Cypress Semiconductor Corporation (NASDAQ:CY) announced that it had sent the following letter to the Chief Financial Officer of Integrated Silicon Solution, Inc. (NASDAQ:ISSI).

Mr. Cobb, on behalf of Cypress Semiconductor Corporation (“Cypress”), I am writing to formally convey our frustration and disappointment with the position Integrated Silicon Solution, Inc. (“ISSI”) is taking with respect to the terms of an “Acceptable Confidentiality Agreement,” as defined in your Agreement and Plan of Merger entered into with the “Consortium” on March 12, 2015 (the “Consortium Merger Agreement”).  Cypress and its financial and legal advisors have provided a reasonable draft of a Confidentiality Agreement (the “Proposed Confidentiality Agreement”), which we executed as well, in an effort to expedite completion of necessary and customary due diligence.  Our Proposed Confidentiality Agreement, which we have attached to this letter, appropriately protects ISSI and is fully in accordance with the Consortium Merger Agreement.

The Consortium Merger Agreement clearly states that an Acceptable Confidentiality Agreement “need not contain any ‘standstill’ or other similar provisions.”  Consequently, the fact that ISSI is now insisting on a standstill as a part of an Acceptable Confidentiality Agreement with Cypress is troubling.  A standstill clause is not in Cypress’s best interest as it significantly restricts our flexibility to fully pursue a transaction.  You also informed us that even if you were willing to sign a confidentiality agreement without an express standstill provision, you would not be permitted to do so under the Consortium Merger Agreement because it requires that any Acceptable Confidentiality Agreement prohibit the use of confidential information in any situation other than a negotiated transaction (a so-called “back door” standstill provision).  We think this an erroneous reading of the Consortium Merger Agreement given the express permission for you to enter into an agreement not containing any “standstill” or similar provisions.

As we clearly indicated in our letter dated May 13th, Cypress is committed to expeditiously moving forward with due diligence.  As such, we ask that ISSIimmediately countersign and return the Proposed Confidentiality Agreement.  We look forward to working with you toward completion of a successful transaction. (Original Source)

Shares of Cypress Semiconductor closed today at $13.39, up $0.32 or 2.45%. CY has a 1-year high of $16.25 and a 1-year low of $8.04. The stock’s 50-day moving average is $13.36 and its 200-day moving average is $13.45.

On the ratings front, Cypress Semiconductor has been the subject of a number of recent research reports. In a report issued on May 1, Needham analyst Rajvindra Gill upgraded CY to Buy, with a price target of $20, which represents a potential upside of 52.3% from where the stock is currently trading. Separately, on March 13, Pacific Crest’s John Vinh maintained a Buy rating on the stock and also has a price target of $20.

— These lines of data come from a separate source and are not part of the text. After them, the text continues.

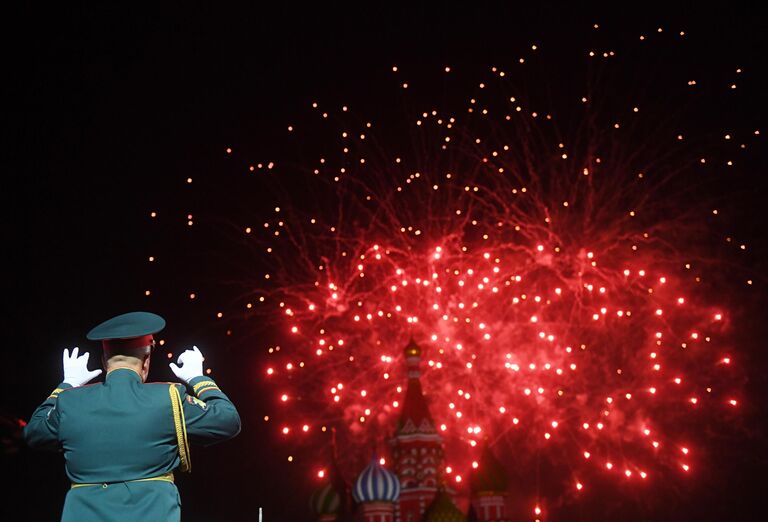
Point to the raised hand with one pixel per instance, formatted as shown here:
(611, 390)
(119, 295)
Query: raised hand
(191, 362)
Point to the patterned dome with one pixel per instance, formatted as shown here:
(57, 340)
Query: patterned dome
(376, 484)
(325, 501)
(444, 510)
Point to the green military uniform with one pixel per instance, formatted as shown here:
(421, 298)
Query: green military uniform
(123, 438)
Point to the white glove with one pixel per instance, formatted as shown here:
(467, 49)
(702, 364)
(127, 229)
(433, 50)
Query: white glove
(191, 362)
(76, 368)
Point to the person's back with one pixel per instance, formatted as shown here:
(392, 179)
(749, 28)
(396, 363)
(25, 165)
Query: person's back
(118, 430)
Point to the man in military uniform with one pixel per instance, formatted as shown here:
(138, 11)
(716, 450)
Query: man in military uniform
(122, 439)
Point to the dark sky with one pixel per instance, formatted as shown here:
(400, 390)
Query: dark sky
(106, 108)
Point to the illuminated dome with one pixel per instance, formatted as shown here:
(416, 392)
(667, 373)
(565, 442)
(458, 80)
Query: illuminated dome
(490, 476)
(444, 510)
(325, 501)
(376, 484)
(413, 349)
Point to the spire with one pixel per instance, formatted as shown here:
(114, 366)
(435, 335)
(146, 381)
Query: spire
(338, 483)
(415, 416)
(490, 477)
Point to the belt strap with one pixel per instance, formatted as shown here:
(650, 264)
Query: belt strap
(181, 429)
(168, 477)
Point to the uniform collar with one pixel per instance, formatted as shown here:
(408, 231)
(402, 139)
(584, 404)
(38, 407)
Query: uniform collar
(123, 374)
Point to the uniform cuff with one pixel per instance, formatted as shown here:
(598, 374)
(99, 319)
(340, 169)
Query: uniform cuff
(202, 384)
(60, 388)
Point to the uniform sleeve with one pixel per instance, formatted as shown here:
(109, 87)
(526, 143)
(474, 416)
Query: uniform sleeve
(42, 430)
(209, 415)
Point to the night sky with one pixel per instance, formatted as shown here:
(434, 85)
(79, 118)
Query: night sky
(109, 109)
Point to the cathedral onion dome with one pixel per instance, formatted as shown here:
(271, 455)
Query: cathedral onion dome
(415, 418)
(325, 501)
(490, 476)
(412, 349)
(376, 484)
(443, 509)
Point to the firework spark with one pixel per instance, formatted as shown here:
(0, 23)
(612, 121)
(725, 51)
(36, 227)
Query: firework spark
(561, 285)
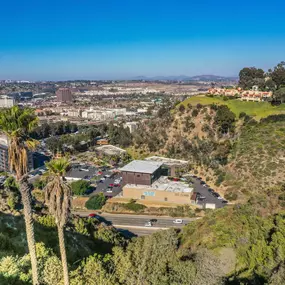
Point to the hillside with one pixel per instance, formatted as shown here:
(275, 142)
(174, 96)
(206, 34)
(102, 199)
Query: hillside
(256, 109)
(239, 157)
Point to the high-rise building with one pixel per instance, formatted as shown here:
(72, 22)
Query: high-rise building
(6, 102)
(4, 157)
(64, 95)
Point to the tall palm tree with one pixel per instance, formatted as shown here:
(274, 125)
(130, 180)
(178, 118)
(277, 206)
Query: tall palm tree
(58, 199)
(17, 123)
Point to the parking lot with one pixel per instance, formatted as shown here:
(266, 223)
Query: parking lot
(102, 179)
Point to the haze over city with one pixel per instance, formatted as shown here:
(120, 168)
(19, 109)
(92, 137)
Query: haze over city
(60, 40)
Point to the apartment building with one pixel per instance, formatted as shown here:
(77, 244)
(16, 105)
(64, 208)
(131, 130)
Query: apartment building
(4, 156)
(64, 95)
(6, 102)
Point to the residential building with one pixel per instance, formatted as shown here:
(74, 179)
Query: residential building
(141, 172)
(4, 156)
(132, 126)
(170, 167)
(6, 102)
(64, 95)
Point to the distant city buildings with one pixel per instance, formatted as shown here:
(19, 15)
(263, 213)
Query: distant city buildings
(6, 102)
(64, 95)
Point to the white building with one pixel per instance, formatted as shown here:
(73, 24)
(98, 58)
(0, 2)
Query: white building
(6, 102)
(132, 126)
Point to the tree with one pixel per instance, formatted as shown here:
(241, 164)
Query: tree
(278, 74)
(58, 199)
(250, 76)
(96, 202)
(17, 123)
(80, 187)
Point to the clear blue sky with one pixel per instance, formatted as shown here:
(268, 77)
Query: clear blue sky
(67, 39)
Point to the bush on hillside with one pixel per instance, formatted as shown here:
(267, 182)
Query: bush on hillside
(96, 202)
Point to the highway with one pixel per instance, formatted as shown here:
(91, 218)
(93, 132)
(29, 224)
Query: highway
(136, 223)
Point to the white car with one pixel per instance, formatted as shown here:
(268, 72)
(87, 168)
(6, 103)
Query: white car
(178, 221)
(148, 224)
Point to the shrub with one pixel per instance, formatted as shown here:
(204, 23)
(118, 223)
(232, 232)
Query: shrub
(181, 108)
(231, 196)
(96, 202)
(47, 221)
(195, 113)
(80, 187)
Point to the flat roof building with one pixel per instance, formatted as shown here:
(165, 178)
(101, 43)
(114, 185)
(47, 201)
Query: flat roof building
(171, 167)
(141, 172)
(64, 95)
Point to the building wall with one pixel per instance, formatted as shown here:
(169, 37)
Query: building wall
(7, 102)
(150, 194)
(64, 95)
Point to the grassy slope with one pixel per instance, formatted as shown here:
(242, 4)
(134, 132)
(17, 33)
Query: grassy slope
(257, 109)
(258, 160)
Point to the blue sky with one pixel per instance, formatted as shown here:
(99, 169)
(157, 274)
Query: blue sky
(68, 39)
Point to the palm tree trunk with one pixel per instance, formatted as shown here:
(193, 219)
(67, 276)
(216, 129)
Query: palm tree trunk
(63, 254)
(26, 199)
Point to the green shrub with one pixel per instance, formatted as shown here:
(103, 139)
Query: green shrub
(96, 202)
(231, 196)
(47, 221)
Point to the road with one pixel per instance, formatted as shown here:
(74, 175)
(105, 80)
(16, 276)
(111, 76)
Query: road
(136, 223)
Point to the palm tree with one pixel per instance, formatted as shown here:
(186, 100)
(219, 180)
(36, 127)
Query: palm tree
(58, 199)
(17, 123)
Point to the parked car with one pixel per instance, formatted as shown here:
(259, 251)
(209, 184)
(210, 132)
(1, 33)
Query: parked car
(178, 221)
(148, 224)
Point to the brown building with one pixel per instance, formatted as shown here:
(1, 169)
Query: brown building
(141, 172)
(64, 95)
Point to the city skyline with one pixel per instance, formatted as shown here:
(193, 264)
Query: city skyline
(111, 40)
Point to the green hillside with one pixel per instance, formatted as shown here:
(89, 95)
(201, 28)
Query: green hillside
(257, 109)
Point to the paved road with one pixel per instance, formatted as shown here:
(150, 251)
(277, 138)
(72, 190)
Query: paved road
(136, 223)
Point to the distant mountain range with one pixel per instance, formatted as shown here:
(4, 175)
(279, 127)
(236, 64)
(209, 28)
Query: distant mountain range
(187, 78)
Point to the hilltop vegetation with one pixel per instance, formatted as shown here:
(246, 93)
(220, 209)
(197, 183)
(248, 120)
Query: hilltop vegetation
(257, 110)
(236, 154)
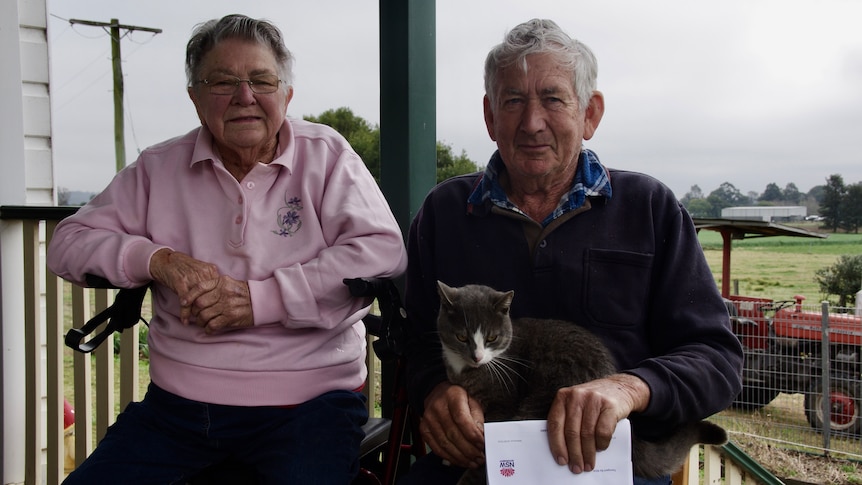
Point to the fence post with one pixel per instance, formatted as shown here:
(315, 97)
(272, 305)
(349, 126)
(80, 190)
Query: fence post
(859, 303)
(826, 384)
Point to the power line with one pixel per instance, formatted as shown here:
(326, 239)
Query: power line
(115, 32)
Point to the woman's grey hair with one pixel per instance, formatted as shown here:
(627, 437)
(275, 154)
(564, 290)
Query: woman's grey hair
(541, 36)
(208, 34)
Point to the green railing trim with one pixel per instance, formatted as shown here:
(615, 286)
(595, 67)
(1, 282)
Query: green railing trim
(36, 212)
(747, 463)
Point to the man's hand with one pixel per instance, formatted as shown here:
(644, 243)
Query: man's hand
(583, 418)
(452, 426)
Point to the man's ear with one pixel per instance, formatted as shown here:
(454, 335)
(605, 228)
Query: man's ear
(489, 117)
(593, 115)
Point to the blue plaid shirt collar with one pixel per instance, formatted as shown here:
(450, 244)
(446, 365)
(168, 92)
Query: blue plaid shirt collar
(591, 180)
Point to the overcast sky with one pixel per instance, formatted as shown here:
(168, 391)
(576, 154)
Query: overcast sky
(749, 92)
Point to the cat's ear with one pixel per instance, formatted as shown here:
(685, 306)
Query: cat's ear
(505, 302)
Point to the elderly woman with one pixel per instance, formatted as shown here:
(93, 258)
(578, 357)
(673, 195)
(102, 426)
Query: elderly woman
(245, 227)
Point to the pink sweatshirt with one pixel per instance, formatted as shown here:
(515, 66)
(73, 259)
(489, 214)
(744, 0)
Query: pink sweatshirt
(293, 229)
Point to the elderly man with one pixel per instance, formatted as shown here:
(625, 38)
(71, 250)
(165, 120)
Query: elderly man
(608, 249)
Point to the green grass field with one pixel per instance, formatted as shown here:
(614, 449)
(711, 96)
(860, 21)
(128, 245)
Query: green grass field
(778, 267)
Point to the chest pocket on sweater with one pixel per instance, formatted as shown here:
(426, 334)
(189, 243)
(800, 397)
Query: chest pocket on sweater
(617, 286)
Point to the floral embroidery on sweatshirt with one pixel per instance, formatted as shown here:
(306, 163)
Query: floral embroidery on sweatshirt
(288, 219)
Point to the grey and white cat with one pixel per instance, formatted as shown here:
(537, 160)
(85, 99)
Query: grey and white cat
(514, 369)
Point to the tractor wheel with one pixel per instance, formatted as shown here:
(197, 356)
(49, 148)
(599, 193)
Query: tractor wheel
(844, 405)
(754, 398)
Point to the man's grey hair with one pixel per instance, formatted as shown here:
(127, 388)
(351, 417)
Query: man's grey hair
(541, 36)
(208, 34)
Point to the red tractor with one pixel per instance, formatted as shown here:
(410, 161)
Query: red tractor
(784, 352)
(783, 343)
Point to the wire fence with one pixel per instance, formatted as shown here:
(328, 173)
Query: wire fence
(802, 364)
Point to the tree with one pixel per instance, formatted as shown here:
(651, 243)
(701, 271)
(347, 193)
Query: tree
(365, 140)
(851, 208)
(726, 195)
(843, 278)
(701, 208)
(830, 206)
(791, 194)
(771, 194)
(448, 165)
(362, 136)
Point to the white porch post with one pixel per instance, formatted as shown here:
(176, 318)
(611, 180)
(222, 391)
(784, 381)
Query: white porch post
(27, 179)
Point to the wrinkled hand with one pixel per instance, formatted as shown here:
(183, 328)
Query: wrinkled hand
(583, 418)
(180, 272)
(220, 304)
(452, 426)
(216, 302)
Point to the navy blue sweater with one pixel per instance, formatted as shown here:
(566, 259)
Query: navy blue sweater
(628, 268)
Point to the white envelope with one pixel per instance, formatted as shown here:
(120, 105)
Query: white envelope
(517, 453)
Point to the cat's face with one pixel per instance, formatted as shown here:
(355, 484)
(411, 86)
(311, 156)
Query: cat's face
(473, 325)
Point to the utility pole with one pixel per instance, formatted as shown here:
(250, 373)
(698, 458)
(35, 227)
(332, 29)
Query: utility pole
(119, 119)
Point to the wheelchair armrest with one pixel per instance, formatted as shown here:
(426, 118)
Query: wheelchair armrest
(389, 326)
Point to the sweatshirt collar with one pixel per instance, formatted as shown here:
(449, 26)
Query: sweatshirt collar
(591, 180)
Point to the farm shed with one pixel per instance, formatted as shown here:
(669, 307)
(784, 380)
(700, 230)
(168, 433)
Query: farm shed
(766, 213)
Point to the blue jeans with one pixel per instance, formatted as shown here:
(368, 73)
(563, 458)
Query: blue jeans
(167, 439)
(430, 470)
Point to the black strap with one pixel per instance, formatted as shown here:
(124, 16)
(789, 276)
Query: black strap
(124, 313)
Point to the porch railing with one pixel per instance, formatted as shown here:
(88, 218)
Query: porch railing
(93, 394)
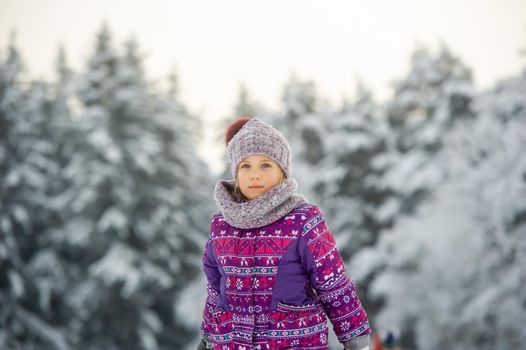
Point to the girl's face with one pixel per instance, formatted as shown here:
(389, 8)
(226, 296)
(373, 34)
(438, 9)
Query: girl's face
(257, 174)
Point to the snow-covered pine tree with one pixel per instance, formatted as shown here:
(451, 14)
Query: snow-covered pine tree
(32, 276)
(133, 225)
(303, 124)
(452, 276)
(435, 94)
(347, 181)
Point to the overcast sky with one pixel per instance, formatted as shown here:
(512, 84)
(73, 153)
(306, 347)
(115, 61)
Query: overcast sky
(214, 44)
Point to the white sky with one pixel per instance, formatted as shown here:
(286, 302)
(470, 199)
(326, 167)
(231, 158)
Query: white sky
(216, 44)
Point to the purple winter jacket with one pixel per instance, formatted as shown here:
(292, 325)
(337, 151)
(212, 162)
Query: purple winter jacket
(275, 286)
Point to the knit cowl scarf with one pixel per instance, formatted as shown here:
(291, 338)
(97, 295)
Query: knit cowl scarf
(261, 211)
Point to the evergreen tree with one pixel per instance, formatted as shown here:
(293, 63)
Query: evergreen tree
(31, 275)
(436, 93)
(134, 205)
(348, 182)
(458, 264)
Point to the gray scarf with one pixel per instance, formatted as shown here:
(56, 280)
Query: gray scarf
(267, 208)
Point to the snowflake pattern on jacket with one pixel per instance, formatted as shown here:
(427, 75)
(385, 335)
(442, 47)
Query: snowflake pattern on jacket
(276, 286)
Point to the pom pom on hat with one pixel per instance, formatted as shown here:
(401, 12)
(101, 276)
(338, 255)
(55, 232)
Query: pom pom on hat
(234, 128)
(249, 137)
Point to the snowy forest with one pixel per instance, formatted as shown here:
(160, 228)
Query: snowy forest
(105, 205)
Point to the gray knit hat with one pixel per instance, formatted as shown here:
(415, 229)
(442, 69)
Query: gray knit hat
(257, 137)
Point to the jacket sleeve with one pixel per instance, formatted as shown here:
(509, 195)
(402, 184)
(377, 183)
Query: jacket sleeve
(328, 277)
(213, 279)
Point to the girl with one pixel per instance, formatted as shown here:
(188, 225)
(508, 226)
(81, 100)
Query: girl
(274, 273)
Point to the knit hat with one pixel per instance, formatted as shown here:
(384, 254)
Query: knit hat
(257, 137)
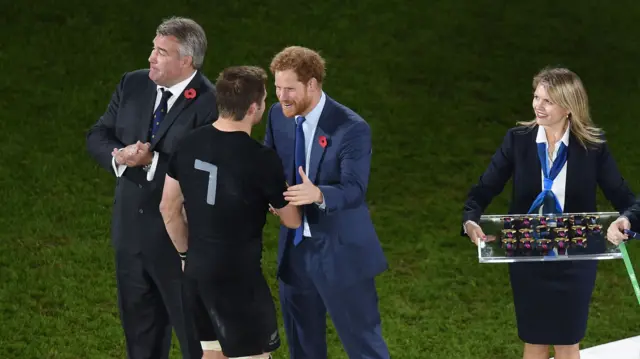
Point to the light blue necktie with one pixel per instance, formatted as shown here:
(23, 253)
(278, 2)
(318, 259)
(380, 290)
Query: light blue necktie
(300, 161)
(547, 198)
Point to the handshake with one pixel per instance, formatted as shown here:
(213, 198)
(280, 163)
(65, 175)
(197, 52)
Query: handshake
(137, 154)
(302, 194)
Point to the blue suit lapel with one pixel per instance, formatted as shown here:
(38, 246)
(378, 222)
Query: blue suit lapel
(317, 148)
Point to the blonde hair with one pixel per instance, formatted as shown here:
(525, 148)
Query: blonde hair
(566, 89)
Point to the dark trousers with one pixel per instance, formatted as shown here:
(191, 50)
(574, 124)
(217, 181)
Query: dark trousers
(306, 299)
(150, 298)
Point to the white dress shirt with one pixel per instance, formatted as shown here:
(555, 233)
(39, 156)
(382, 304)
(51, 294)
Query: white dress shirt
(176, 91)
(309, 128)
(560, 183)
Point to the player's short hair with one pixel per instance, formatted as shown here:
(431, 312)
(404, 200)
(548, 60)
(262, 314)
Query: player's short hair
(237, 88)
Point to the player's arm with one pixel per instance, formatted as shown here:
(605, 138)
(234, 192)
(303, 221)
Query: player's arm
(290, 215)
(274, 185)
(171, 210)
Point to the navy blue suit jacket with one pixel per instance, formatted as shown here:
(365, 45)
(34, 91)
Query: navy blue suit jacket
(518, 158)
(348, 249)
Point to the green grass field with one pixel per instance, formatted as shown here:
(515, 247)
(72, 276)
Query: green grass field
(440, 82)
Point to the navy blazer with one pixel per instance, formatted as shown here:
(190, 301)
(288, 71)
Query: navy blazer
(346, 243)
(518, 158)
(137, 223)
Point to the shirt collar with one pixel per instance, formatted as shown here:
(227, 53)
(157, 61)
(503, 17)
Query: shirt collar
(313, 117)
(178, 88)
(542, 137)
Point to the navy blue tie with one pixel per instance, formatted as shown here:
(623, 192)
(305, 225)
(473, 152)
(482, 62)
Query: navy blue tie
(300, 161)
(160, 112)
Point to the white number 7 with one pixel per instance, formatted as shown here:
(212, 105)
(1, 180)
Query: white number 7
(213, 179)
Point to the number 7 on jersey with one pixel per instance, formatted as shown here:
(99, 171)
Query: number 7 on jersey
(213, 179)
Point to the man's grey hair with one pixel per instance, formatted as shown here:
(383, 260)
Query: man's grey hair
(190, 35)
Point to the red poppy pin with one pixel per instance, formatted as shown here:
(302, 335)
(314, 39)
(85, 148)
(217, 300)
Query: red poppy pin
(322, 140)
(190, 93)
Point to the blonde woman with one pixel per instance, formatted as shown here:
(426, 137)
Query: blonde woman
(556, 161)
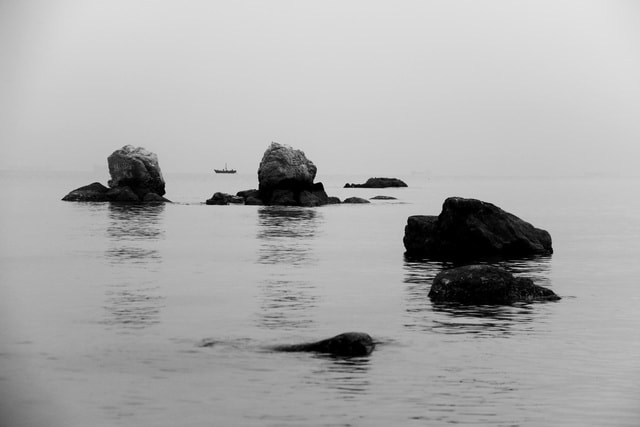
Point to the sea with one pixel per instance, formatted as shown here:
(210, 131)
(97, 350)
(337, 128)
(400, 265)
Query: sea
(167, 315)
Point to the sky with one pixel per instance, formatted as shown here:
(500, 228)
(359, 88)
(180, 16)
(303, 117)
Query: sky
(442, 87)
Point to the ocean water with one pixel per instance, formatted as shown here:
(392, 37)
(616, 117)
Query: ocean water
(116, 315)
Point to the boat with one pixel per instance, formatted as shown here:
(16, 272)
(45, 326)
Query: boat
(225, 170)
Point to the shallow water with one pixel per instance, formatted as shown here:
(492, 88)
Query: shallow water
(105, 309)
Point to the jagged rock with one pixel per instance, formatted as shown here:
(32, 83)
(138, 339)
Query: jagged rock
(355, 200)
(285, 177)
(138, 168)
(484, 284)
(348, 344)
(470, 228)
(378, 183)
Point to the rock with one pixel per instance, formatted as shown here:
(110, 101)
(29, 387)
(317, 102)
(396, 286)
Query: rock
(485, 284)
(224, 199)
(378, 183)
(94, 192)
(348, 344)
(285, 177)
(285, 168)
(135, 177)
(355, 200)
(137, 168)
(470, 228)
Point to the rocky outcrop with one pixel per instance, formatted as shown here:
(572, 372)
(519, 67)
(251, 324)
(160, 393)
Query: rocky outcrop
(378, 183)
(485, 284)
(348, 344)
(285, 177)
(224, 199)
(356, 200)
(470, 229)
(137, 168)
(135, 177)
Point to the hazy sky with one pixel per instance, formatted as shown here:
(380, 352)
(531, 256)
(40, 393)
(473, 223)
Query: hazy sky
(372, 87)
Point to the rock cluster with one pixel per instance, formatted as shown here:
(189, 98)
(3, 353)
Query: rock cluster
(485, 284)
(378, 183)
(469, 229)
(135, 177)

According to, which ranks over 7,500 financial analysts and bloggers to gauge the performance of their past recommendations, Rajvindra Gill and John Vinh have a total average return of 23.3% and 7.2% respectively. Gill has a success rate of 65.9% and is ranked #27 out of 3604 analysts, while Vinh has a success rate of 46.0% and is ranked #977.

Cypress Semiconductor Corp with its subsidiaries, designs, develops, manufactures and markets high-performance, mixed-signal, programmable solutions that provide customers with rapid time-to-market and system value.